SB 1100 prohibits employers from requiring a driver’s license to be eligible for a job. There are a few exceptions: (1) the employer reasonably expects driving to be one of the job functions for the position; and (2) the employer reasonably believes that satisfying the job function through an alternative form of transportation would not be comparable in travel time or cost to the employer. SB 1100 is consistent with a general movement towards permitting employers to consider only information about employment candidates that is directly relevant to the position for which they are applying.
SB 1137 clarifies that, under FEHA, protected characteristics may include a combination of two or more protected traits (“intersectionality”).
SB 1340 allows local authorities to enforce local anti-discrimination ordinances that are stronger than protections afforded under FEHA. Previously, the Civil Rights Department was the only governmental agency that could enforce California discrimination laws.

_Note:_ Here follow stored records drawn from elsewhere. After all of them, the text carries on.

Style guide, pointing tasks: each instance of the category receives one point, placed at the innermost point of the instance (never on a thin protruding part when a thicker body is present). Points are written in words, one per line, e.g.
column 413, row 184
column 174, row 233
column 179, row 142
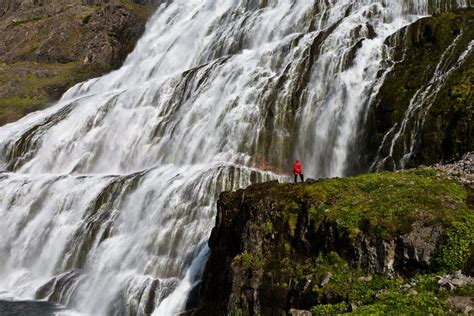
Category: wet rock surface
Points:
column 462, row 170
column 281, row 247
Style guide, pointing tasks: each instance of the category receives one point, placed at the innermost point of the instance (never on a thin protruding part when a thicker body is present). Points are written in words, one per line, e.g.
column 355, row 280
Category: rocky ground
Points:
column 48, row 46
column 392, row 242
column 462, row 170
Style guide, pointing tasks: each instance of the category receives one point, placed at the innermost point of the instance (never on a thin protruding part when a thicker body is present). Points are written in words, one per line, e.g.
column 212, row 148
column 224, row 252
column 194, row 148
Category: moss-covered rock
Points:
column 48, row 46
column 374, row 241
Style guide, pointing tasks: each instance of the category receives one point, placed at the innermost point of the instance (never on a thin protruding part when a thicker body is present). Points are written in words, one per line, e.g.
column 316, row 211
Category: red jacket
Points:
column 297, row 169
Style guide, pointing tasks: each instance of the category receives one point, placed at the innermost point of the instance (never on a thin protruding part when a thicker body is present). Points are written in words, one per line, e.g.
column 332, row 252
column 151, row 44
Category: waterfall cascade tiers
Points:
column 424, row 48
column 376, row 242
column 49, row 46
column 109, row 195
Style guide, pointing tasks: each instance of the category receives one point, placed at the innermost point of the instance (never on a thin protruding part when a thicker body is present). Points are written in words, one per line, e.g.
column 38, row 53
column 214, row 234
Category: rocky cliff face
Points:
column 426, row 99
column 371, row 241
column 48, row 46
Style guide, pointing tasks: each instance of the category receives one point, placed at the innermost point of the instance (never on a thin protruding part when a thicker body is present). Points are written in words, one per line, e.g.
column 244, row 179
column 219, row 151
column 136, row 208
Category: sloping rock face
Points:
column 48, row 46
column 340, row 243
column 423, row 112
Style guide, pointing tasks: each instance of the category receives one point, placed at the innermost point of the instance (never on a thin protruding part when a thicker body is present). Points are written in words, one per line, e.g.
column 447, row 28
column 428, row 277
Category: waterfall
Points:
column 108, row 197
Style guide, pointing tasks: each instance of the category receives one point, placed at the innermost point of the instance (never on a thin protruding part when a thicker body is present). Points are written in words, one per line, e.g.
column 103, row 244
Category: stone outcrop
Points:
column 48, row 46
column 427, row 73
column 290, row 248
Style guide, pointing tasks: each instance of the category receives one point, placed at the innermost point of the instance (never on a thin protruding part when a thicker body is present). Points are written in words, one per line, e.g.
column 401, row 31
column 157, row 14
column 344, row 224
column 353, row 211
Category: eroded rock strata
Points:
column 48, row 46
column 376, row 242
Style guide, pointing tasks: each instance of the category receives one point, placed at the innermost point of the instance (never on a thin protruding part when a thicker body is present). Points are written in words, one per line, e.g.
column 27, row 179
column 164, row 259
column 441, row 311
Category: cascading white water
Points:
column 109, row 196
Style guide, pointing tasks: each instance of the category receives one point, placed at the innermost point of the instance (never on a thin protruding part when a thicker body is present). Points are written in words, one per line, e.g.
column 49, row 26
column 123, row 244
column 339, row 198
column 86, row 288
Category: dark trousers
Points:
column 301, row 176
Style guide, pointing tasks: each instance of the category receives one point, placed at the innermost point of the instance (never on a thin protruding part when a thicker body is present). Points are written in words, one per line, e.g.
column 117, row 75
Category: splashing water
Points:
column 108, row 197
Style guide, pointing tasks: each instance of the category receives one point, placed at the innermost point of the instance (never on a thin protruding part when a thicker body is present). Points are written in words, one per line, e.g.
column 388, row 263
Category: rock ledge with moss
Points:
column 372, row 244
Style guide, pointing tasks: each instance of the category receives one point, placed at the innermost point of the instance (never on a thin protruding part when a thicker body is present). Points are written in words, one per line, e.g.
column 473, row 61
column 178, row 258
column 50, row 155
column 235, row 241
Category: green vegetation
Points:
column 296, row 221
column 32, row 85
column 447, row 130
column 378, row 294
column 20, row 22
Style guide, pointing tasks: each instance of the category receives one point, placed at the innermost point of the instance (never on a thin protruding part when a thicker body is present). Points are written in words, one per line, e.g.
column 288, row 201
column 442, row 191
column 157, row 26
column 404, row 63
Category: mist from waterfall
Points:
column 108, row 197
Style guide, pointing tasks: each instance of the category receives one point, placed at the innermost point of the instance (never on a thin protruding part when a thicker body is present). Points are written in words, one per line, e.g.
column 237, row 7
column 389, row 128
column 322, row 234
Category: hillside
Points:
column 48, row 46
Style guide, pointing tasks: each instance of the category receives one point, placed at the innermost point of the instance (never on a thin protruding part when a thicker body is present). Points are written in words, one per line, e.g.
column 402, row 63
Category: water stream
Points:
column 108, row 197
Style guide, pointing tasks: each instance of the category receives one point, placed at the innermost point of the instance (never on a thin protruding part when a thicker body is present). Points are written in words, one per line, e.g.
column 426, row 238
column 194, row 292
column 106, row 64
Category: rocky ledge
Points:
column 48, row 46
column 372, row 244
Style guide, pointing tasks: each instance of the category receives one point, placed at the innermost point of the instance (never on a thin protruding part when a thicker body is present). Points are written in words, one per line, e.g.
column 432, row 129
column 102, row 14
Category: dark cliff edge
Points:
column 375, row 243
column 48, row 46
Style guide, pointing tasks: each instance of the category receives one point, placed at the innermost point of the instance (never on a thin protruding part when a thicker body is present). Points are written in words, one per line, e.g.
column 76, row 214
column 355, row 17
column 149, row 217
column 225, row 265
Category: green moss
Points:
column 329, row 309
column 251, row 262
column 20, row 22
column 386, row 204
column 86, row 19
column 447, row 130
column 456, row 247
column 33, row 84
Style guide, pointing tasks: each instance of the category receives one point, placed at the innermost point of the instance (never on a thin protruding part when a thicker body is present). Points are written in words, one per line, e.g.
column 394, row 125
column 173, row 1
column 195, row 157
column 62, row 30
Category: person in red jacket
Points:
column 298, row 170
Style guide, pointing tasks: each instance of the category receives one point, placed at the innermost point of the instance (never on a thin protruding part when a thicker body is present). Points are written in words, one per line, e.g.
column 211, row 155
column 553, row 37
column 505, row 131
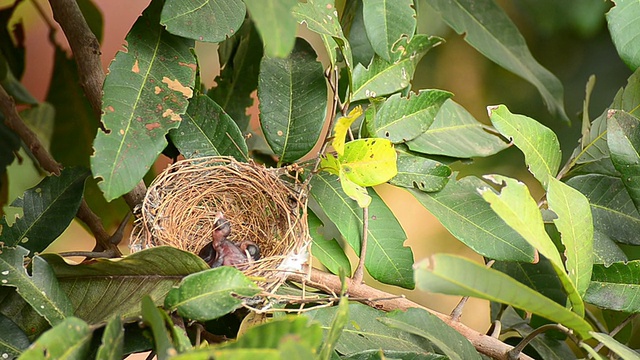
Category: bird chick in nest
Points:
column 224, row 252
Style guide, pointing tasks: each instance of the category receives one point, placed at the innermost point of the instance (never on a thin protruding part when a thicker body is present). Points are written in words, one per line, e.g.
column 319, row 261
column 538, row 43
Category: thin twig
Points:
column 616, row 330
column 359, row 273
column 86, row 50
column 485, row 344
column 457, row 311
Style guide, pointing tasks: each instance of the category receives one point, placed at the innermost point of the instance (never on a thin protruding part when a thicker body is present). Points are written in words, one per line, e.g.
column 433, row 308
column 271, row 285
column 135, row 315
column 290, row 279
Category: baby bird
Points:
column 223, row 252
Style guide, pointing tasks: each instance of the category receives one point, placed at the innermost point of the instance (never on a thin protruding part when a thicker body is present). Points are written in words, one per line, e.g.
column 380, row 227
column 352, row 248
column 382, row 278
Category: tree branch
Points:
column 48, row 163
column 85, row 47
column 370, row 296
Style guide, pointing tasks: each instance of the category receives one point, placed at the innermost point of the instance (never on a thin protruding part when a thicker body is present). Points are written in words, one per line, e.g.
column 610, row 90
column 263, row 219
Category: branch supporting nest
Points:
column 485, row 344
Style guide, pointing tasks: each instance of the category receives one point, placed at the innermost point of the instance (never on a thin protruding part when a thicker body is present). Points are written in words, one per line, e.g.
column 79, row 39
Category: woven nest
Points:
column 266, row 206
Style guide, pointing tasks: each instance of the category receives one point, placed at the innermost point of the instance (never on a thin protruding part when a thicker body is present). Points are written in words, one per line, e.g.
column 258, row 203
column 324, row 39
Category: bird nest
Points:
column 264, row 206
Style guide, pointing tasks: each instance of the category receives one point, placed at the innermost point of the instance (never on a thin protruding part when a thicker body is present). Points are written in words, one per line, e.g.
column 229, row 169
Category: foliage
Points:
column 565, row 239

With this bill, local authorities can only begin enforcement actions once the CRD issues a right-to-sue letter. Local enforcement actions toll the one-year time limit for employees to file suit (which can greatly expand the time for a lawsuit to be filed)
In other words, the Civil Rights Department is no longer the only agency that may receive such complaints.
Labor Relations
SB 399 limits employers’ ability to communicate with employees regarding political or religious matters during mandatory meetings (“captive audience meetings”). The California Worker Freedom from Employer Intimidation Act prohibits an employer from subjecting, or threatening to subject, an employee to discharge, discrimination, or retaliation because the employee declines to attend a “captive audience meeting,” or refuses to participate in, receive, or listen to any communications with the employer about the employer’s opinion on religious or political matters. Importantly, the legislation’s definition of “political matters” includes union organizing.
Private Attorneys General Act (PAGA)
AB 1034 extends until January 1, 2038, the current exemption from the provisions of PAGA for employees in the construction industry who are covered by a collective bargaining agreement that meets certain conditions, including providing for employees to receive a regular hourly pay rate of not less than 30% more than the state minimum wage rate and a grievance and binding arbitration procedure to redress violations that would have been remedied under PAGA.
Disability and Leave
AB 2123 eliminates an employer’s ability to require employees to use up to two weeks of accrued vacation before receiving benefits under California’s Paid Family Leave Program.
SB 1105 expands existing paid sick leave provisions to allow agricultural employees who work outside to use their currently entitled paid sick days to avoid smoke, heat, or flooding conditions created by a local or state emergency.
Wage and Hour
AB 2299 requires the Labor Commissioner to develop a model list of employees’ rights and responsibilities under existing whistleblower laws for employer use to meet existing posting requirements.
AB 3234 requires an employer that voluntarily subjects itself to a social compliance audit to post on its business website a report detailing the findings of that audit including specific findings regarding child labor.
SB 988 establishes the Freelance Worker Protection Act to impose minimum requirements relating to contracts between a hiring party and a freelance worker, as defined. Among other things, the Act requires a hiring entity to 1) provide a written contract to the freelance worker; 2) pay a freelance worker the compensation specified by such contract, as provided; and 3) authorizes an aggrieved freelance worker or a public prosecutor to bring a civil action to enforce these provisions.
Employers Should Plan Now
As with every new year, employers should plan now for next year’s new rules. Several of the new laws require employer handbook and policy changes. Supervisors and managers also will need training.